Literature is a window into the human heart, the human condition, and the human spirit. It gives us insight into our hopes and dreams, passions and desires, triumphs and failures.

The literary voices of the past still call out to us in the present. By opening up a good book, you are engaging in a conversation with a great mind whose wisdom resonates across the ages.

Here at USC, we have a special love of literature. As you may know, every year we host the Los Angeles Times Festival of Books on our campus. This is the largest literary event in the United States. Over two days in April, we host over 400 authors and welcome more than 150,000 people. I invite you to join us this coming April for another wonderful weekend with your favorite authors and books.

Literature is so important to me that each spring I will send you a summer reading list. I truly believe that the books you read will determine the person you become.

Now let me talk to you, finally, about the one thing that makes all of the previous types of literacy worthwhile – and that is ethics.

Nearly twenty-two hundred years ago, the great Roman politician and philosopher Cicero sent his only son away to college. All of the wealthy and powerful families in Rome wanted to send their sons to Plato’s famous Academy in Athens.

There was only one problem. Cicero’s son, Marcus, like many students of his age, was more interested in the social aspects of higher education. Let’s just say that he was neglecting the great books in favor of having a good time in Athens.

So, Cicero wrote an entire book of letters to Marcus to remind him of his responsibilities to himself, his family, and his society. In short, he wanted to remind his son of the principles that lead to an honorable life.

Cicero titled his book On the Obligations of a Good Citizen, or, in Latin, De Officiis.

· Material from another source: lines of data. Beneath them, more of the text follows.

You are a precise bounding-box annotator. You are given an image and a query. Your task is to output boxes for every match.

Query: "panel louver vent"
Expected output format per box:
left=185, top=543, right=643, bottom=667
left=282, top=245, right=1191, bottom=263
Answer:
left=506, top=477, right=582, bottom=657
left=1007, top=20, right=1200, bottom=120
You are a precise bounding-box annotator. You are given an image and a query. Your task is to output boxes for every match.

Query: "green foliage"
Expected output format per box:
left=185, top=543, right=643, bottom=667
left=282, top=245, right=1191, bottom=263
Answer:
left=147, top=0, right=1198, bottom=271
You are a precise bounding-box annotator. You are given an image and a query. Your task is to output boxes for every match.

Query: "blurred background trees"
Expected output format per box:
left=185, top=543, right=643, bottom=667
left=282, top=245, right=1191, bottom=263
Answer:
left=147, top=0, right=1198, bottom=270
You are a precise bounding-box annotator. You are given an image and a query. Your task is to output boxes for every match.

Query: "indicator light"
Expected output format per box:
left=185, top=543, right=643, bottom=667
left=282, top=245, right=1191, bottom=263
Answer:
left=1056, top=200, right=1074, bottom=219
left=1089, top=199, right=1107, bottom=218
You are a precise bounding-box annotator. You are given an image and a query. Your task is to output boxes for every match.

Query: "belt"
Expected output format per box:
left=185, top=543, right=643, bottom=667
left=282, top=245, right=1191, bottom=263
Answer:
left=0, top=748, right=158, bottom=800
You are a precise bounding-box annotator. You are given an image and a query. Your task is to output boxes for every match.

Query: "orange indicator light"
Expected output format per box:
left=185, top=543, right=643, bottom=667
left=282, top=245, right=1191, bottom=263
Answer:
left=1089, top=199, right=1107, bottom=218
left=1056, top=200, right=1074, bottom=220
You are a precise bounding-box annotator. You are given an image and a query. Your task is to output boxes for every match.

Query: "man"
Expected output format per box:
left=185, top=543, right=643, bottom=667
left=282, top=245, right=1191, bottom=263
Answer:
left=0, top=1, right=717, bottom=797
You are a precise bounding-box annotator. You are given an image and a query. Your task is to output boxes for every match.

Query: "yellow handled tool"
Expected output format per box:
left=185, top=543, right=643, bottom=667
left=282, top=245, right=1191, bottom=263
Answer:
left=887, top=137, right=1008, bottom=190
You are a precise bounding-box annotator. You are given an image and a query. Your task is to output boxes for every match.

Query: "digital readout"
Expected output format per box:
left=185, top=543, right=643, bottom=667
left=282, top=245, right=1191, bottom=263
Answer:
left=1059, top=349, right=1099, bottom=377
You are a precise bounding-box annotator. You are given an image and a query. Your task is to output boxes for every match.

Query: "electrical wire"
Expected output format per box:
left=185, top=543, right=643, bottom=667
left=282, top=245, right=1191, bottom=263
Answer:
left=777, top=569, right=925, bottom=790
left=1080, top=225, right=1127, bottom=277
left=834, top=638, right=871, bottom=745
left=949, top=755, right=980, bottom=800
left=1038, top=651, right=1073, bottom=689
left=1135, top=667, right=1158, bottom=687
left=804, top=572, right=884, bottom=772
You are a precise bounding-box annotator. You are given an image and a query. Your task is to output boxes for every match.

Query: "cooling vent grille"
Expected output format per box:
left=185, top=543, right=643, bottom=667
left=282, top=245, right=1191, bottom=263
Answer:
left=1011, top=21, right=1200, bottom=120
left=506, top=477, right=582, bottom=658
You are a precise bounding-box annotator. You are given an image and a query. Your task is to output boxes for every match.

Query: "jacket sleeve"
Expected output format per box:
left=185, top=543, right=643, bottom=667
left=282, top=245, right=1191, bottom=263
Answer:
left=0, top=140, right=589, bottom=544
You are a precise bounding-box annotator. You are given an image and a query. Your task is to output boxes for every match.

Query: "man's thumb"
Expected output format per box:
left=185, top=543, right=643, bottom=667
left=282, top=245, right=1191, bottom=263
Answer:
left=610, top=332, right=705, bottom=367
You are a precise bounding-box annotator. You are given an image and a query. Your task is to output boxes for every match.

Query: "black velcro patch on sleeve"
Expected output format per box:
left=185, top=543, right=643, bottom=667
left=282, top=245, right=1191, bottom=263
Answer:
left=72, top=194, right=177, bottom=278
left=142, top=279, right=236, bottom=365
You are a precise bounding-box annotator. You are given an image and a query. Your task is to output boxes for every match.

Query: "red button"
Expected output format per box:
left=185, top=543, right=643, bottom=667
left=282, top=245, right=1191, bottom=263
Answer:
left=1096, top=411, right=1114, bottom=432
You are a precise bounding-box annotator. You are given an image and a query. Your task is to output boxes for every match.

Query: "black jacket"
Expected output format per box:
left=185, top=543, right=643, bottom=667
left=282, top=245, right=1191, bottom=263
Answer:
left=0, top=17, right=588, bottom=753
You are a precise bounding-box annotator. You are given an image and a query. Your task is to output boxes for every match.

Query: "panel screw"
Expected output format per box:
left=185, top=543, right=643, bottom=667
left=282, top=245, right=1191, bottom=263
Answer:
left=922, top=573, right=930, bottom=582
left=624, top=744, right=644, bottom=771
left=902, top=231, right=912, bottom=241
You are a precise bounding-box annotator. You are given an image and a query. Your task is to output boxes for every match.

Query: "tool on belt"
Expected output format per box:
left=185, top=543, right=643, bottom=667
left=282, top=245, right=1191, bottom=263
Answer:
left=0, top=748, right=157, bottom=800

This was in fact Cicero’s last book. Even as he wrote it, he was aware that his opposition to Mark Antony might tragically end his life.

Let me share with you some brief thoughts that Cicero hoped would be meaningful to his son, and that I hope might inform your days at USC.

What, Cicero asks, distinguishes a human being from a beast?

Animals are moved only by their senses, and cannot perceive the past or the future. Humans, on the other hand, possess a unique ability to reason and to comprehend the chain of consequences, perceive the causes of things, and connect the present and the future.

A human, Cicero wrote, “can therefore easily survey the course of his whole life, and make the necessary preparations for its conduct.”

So, to paraphrase Cicero: The choices you make today will shape the person you become tomorrow. The actions you take in the present will have consequences in the future.

Use your reason to make honorable decisions – decisions that will ultimately benefit you. Cicero also tells his son, “We are not born for ourselves alone. We do not live for ourselves alone. Our country, our family, our friends, have a share in us.”

Today, as you embark on your Trojan journey, remember that you do not live for yourself alone. Simply by living in our society, you have obligations to others – those closest to you and the wider human community.

By enrolling at the University of Southern California, you are now part of an extraordinary community known as the Trojan Family. All of you come here from different parts of the country and the world. You have different majors and career goals. You have different beliefs and backgrounds.

But what unites you, what unites us, is our membership in one family – the Trojan Family – that includes all parents and students. This Trojan Family currently has 300,000 members worldwide.

Like any family, we share many traditions, which we pass down from generation to generation. You can witness some of those traditions in the Coliseum while cheering our football team!

Allow me to close with one of these traditions. It’s a simple gesture that all Trojans know.

No matter where you are in the world, whether you are walking along the street in Los Angeles or in the heart of New York City, or Mumbai, or London, or Shanghai, or you are on the island of Santorini or you are bike riding in the Midwest, if you recognize another Trojan, you flash the victory sign and say, “Fight On!”

Welcome to the Trojan Family, and thank you for choosing USC!